民權律師暨社會運動家布萊恩·史蒂文森(Bryan Stevenson)在他那本令人心碎的著作《不完美的正義》裡說過,他始終相信,一個人即便說了謊,也不只是個騙子;即便偷了東西,也不只是個小偷;即便殺了人,也不只是個殺人犯——我們每一個人,都遠遠不只是自己這輩子做過最糟的那件事。他是「平等正義倡議」(Equal Justice Initiative)的創辦人。「烏班圖」也是這樣看我們的:看見我們身上的其他面向,也相信我們能走出黑暗,走向光明。
事實上,烏班圖是一個完全自洽且極具說服力的概念。它也體現在自然界最根本的運作法則裡。生命是一張相互交織的網,我們雖然只是其中微小的一部分,卻不可或缺。這張網本身,就是烏班圖精神活生生的展現——我所做的每一件事都會影響你,也影響整體;因此,即使只是對你造成最微小的傷害,對我而言也是一道傷口。
一旦我們真正明白,我們都是彼此造就的,就很難否認:我們有責任相互扶持。我們之所以成為人,是因為彼此,因為整個人類,也因為這個自然界——我們欠的,是這一切。從這個角度看,或許我們會發現:那種正在耗盡我們星球的無節制物質主義,不只是在破壞環境,更是在消蝕我們身而為人的本質。
烏班圖哲學主張,我們每個人都是一片美麗的拼磚;但只有當每一片都找到自己的位置、彼此支撐,才能拼出一幅完整而輝煌的鑲嵌畫。所以,每個人都值得時時放眼大局,看見自己在其中的價值。更重要的是,當我們活出自己該有的樣子,這本身就會感召他人——這樣,我們才能一起為下一代留下一個更好的世界。

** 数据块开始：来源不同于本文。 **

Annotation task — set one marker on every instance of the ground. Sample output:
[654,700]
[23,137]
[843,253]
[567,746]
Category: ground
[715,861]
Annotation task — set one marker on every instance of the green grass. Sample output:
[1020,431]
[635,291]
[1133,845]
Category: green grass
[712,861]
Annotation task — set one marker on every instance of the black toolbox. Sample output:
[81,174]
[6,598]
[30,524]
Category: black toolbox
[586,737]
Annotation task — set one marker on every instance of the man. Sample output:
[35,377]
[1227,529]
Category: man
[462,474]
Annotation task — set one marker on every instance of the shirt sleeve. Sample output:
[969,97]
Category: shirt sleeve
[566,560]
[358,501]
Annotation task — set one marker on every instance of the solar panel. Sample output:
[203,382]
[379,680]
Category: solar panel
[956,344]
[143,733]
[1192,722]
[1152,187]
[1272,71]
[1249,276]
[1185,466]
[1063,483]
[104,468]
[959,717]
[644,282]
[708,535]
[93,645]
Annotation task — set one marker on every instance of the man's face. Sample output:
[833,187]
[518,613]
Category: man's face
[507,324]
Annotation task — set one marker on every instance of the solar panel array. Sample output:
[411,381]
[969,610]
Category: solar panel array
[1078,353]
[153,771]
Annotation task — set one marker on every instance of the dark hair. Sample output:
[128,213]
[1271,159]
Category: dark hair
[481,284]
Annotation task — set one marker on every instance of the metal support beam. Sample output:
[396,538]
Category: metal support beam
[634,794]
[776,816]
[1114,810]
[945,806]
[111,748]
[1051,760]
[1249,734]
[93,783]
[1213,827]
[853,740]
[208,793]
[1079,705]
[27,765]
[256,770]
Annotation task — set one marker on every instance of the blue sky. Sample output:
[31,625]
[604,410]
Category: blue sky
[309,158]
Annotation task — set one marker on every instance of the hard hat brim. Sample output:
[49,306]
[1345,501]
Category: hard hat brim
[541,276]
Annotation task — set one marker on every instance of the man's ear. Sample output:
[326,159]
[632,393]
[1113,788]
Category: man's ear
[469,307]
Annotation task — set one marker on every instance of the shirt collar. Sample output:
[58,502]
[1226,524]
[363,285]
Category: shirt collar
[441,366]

南非反種族隔離運動家史蒂夫·比科(Steve Biko)說過:「我們相信,從長遠來看,非洲對世界最特別的貢獻,將會在人與人之間的關係上展現。世界強權或許靠工業與軍事創造了奇蹟,但最偉大的禮物,仍有待非洲來給予這個世界:一張真正屬於人的臉。」
這就是「烏班圖」——當我們把和諧與團結精神當作一種責任去實踐,我們終將走向一個更富足、更緊密、也更有人味的世界。